Salut Agathe, peux-tu nous raconter comment t’es venue cette idée ?
De mon mémoire de Master qui portait sur les friches culturelles, notamment sur le Confort Moderne (Poitiers) car j’étais en alternance là-bas. Ce mémoire m’a tellement inspirée que j’ai rédigé une centaine de pages au lieu de cinquante prévues à la base.

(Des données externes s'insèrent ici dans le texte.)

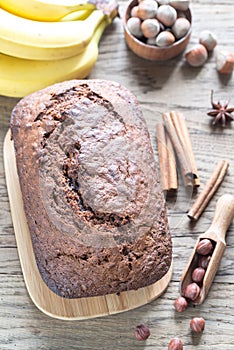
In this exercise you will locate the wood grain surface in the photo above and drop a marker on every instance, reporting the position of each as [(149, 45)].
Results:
[(159, 87)]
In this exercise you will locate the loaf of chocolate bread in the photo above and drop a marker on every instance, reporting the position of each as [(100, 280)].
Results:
[(91, 193)]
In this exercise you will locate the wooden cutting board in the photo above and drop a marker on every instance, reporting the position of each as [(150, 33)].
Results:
[(46, 300)]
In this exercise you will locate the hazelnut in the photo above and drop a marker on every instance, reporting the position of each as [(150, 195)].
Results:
[(197, 324), (192, 291), (197, 55), (181, 27), (180, 304), (150, 27), (151, 41), (198, 274), (203, 261), (181, 5), (134, 11), (147, 9), (164, 39), (142, 332), (167, 15), (163, 2), (204, 247), (208, 39), (224, 62), (134, 27), (175, 344)]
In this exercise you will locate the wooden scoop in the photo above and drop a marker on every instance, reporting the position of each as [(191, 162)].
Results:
[(224, 214)]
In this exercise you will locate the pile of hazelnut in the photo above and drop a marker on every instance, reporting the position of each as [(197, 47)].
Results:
[(204, 250), (159, 23)]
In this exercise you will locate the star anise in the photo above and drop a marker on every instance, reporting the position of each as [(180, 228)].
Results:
[(220, 111)]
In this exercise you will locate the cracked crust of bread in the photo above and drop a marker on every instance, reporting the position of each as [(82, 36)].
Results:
[(91, 192)]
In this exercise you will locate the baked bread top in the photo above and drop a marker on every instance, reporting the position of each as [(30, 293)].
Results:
[(90, 188)]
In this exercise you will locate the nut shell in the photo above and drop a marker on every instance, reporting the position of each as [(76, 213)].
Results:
[(180, 304), (175, 344), (197, 56), (181, 5), (165, 39), (204, 261), (192, 291), (198, 274), (208, 39), (197, 324), (147, 9), (150, 27), (134, 27), (142, 332), (167, 15), (204, 247), (181, 27), (134, 11)]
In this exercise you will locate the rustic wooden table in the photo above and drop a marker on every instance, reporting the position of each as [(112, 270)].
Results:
[(159, 87)]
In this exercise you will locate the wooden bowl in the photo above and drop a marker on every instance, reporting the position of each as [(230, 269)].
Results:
[(150, 52)]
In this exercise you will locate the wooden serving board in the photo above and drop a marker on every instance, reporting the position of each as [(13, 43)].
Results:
[(46, 300)]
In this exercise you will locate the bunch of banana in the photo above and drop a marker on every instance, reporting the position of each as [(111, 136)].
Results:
[(29, 63), (20, 77), (47, 10)]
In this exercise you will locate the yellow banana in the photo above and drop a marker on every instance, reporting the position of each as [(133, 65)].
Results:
[(45, 10), (29, 39), (19, 77), (77, 15)]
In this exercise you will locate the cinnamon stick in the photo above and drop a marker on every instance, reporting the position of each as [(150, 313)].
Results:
[(209, 190), (167, 162), (183, 134), (185, 165)]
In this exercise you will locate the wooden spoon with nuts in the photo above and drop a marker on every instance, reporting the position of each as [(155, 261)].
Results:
[(211, 246)]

À la suite, mon tuteur de mémoire m’a proposé de faire une thèse, chose à laquelle je n’avais jamais pensé. Ça ne s’est finalement pas fait car le Confort m’a embauchée après… et ça s’éloignait un peu de ce que je voulais faire à ce moment-là. Je me suis dit que je trouverai un moyen de m’intéresser aux friches d’une autre façon.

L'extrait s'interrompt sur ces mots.